Maternity leave is a special time for you, your partner and your new little bundle.
The last thing you want is for financial worries to stand in the way of that joy. So now is the time to get planning so you can maximise your time on leave and decrease the stress.
Here are five ideas for doing just that:
Know your entitlements
It's impossible to know how to financially stretch your maternity leave until you have a strong idea of how much money you'll have coming in.
There are three places to go to find out which parental leave payments you're entitled to:
- Fair Work. Head to the Fair Work website, or give them a call, to confirm what your employer is legally obligated to pay you.

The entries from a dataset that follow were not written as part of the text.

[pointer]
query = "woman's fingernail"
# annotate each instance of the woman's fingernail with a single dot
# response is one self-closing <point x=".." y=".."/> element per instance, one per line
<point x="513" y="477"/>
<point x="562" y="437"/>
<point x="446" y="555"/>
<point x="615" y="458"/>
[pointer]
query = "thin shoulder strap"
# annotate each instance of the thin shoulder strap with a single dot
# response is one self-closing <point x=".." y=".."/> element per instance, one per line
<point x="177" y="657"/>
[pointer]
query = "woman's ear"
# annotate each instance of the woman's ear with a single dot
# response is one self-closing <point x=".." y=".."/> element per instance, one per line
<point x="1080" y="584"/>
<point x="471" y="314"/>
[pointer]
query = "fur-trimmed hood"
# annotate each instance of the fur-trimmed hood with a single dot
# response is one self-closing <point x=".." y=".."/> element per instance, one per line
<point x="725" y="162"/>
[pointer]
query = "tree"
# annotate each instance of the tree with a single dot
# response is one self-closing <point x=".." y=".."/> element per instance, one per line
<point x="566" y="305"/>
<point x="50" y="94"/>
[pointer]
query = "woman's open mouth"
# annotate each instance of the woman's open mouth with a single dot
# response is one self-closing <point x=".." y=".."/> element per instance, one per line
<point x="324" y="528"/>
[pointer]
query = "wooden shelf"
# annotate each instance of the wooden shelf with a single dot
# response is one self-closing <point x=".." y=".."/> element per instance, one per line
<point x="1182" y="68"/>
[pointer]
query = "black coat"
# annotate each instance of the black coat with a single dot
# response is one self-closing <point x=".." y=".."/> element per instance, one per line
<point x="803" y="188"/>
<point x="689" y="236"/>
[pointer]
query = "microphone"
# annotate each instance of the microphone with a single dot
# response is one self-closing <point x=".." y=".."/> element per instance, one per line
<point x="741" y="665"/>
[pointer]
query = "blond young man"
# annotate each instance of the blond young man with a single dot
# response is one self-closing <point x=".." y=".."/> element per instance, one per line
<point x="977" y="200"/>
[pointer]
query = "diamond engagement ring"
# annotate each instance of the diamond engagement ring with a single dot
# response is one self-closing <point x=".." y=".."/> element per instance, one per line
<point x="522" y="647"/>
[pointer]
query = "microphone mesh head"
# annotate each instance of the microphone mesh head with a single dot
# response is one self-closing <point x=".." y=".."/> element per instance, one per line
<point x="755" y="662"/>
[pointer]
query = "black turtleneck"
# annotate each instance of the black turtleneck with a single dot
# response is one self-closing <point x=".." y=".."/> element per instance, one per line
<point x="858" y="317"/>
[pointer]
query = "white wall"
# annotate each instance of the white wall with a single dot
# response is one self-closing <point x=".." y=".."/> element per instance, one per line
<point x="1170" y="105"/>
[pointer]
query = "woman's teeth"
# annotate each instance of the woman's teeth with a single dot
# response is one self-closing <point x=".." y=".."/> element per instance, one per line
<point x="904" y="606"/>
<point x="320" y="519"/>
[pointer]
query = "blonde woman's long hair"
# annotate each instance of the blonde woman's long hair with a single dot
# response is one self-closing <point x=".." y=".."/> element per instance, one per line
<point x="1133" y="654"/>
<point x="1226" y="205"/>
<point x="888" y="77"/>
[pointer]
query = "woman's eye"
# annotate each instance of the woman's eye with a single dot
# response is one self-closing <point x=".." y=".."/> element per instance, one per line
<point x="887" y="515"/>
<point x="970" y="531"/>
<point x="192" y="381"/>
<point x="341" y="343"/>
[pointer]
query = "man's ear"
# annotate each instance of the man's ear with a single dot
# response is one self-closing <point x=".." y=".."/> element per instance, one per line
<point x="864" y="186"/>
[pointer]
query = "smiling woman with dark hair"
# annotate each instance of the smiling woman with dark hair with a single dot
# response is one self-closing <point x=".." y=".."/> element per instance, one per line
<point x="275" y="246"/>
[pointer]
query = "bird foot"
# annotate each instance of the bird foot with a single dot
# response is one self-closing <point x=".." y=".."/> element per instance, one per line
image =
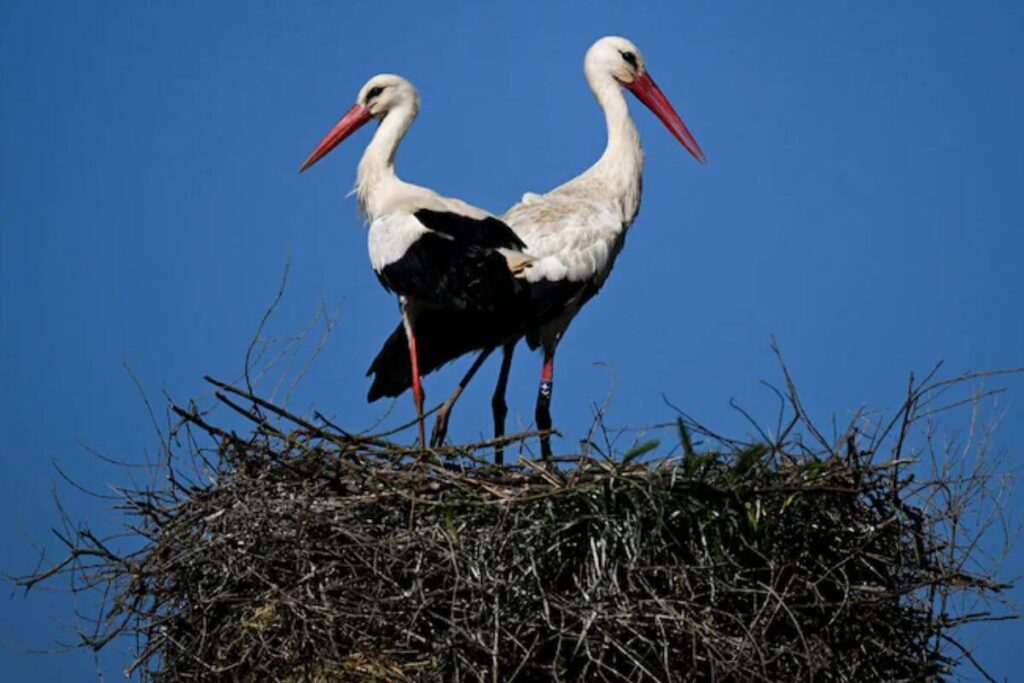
<point x="439" y="432"/>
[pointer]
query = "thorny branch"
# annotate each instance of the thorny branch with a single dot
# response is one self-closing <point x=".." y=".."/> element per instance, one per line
<point x="295" y="550"/>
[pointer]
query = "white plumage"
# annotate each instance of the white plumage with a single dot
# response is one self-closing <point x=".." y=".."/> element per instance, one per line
<point x="434" y="252"/>
<point x="576" y="231"/>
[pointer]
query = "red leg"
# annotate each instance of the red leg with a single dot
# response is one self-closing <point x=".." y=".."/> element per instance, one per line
<point x="498" y="404"/>
<point x="440" y="423"/>
<point x="415" y="365"/>
<point x="543" y="414"/>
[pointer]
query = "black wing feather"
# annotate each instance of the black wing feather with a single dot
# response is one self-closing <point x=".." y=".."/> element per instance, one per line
<point x="487" y="231"/>
<point x="457" y="264"/>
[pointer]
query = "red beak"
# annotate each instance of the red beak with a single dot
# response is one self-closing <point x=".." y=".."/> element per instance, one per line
<point x="353" y="119"/>
<point x="646" y="90"/>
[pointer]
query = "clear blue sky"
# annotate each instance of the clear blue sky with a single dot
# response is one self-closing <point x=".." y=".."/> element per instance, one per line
<point x="862" y="202"/>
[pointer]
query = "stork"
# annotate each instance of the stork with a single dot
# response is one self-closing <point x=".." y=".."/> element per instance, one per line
<point x="436" y="253"/>
<point x="576" y="230"/>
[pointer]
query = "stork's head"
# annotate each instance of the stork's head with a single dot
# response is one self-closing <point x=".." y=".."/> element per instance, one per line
<point x="382" y="94"/>
<point x="620" y="58"/>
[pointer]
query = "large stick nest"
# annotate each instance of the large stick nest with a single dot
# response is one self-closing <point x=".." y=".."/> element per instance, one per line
<point x="301" y="552"/>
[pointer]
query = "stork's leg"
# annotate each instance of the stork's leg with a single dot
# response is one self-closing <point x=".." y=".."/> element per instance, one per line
<point x="441" y="422"/>
<point x="498" y="404"/>
<point x="414" y="361"/>
<point x="543" y="414"/>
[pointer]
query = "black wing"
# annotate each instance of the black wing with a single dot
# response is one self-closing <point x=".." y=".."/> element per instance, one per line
<point x="487" y="231"/>
<point x="457" y="265"/>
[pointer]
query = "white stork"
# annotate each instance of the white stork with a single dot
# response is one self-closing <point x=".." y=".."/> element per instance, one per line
<point x="576" y="231"/>
<point x="436" y="253"/>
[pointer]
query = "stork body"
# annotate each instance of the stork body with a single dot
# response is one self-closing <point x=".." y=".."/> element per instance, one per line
<point x="576" y="231"/>
<point x="436" y="253"/>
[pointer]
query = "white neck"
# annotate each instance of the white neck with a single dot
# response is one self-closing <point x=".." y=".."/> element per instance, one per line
<point x="622" y="164"/>
<point x="376" y="169"/>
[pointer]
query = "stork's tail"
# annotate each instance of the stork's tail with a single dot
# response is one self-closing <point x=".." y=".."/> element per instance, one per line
<point x="441" y="336"/>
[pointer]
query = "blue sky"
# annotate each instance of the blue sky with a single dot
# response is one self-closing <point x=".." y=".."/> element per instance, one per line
<point x="861" y="203"/>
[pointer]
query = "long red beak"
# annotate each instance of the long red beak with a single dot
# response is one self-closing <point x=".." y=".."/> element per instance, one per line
<point x="646" y="90"/>
<point x="353" y="119"/>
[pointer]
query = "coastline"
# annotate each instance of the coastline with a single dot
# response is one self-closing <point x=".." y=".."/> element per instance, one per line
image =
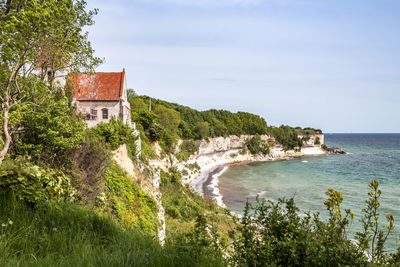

- Your employer. Speak to your human resources department; they can help you become familiar with the company's parental leave policies. They should, of course, provide you with the minimum Fair Work provisions, however some employers will offer over and above.
- Centrelink. You might be entitled to some government payments, and it's a good idea to assess this ahead of time.
How far can those payments go?
Ask your employer if they'll consider paying your maternity leave payments at half rate, for twice the length of time. This can help your cash flow for a longer period, giving you more time at home during those crazy first months of your baby's life.
For example, if your employer provides the legislated minimum of 18 weeks' maternity leave payments, ask them to instead pay half each week for 36 weeks.
Manage your debts
Whether you have a mortgage, a car loan or credit cards, the idea of managing debts when you're on maternity leave can be stressful.
It's worth talking to your bank about the options you have. Some banks offer an option to pause your homeloan when your income goes from two to one. Make sure you do your research though as some banks charge for the service, while others do not.
While you're looking at your debts, think about whether you can clear any of them, like your credit cards, before your parental leave starts. The fewer bills you have to think about, the better.
Negotiate the best deal you can
When you're talking to your employer about their parental leave policies, there may be some room for negotiation.
If you're a senior employee, for example, you might be able to ask for a little more time off with or without pay. And if you're keen to maximise the payments you can get, you can ask to have some annual leave paid out on a weekly basis while you're away.
But your biggest bargaining power comes ahead of time. If you have the chance to look at the company's parental leave policy before starting your employment with them, it can become part of your employment contract negotiations.
Whichever way you're negotiating … good luck!
Start saving ahead of time
Saving money is always a good idea. But it's never more important than when you're about to drop down to one income at the same time as increasing your expenses.
Household costs definitely increase after babies are born, and there's no doubt that other unexpected expenses will pop up. So, start saving as soon as possible to have a financial buffer while you're on parental leave.
That might mean you put aside a set dollar amount each week for spending during maternity leave.
With some of these strategies, you can make your maternity leave work for you so you can relish in those snuggly baby cuddles for as long as possible.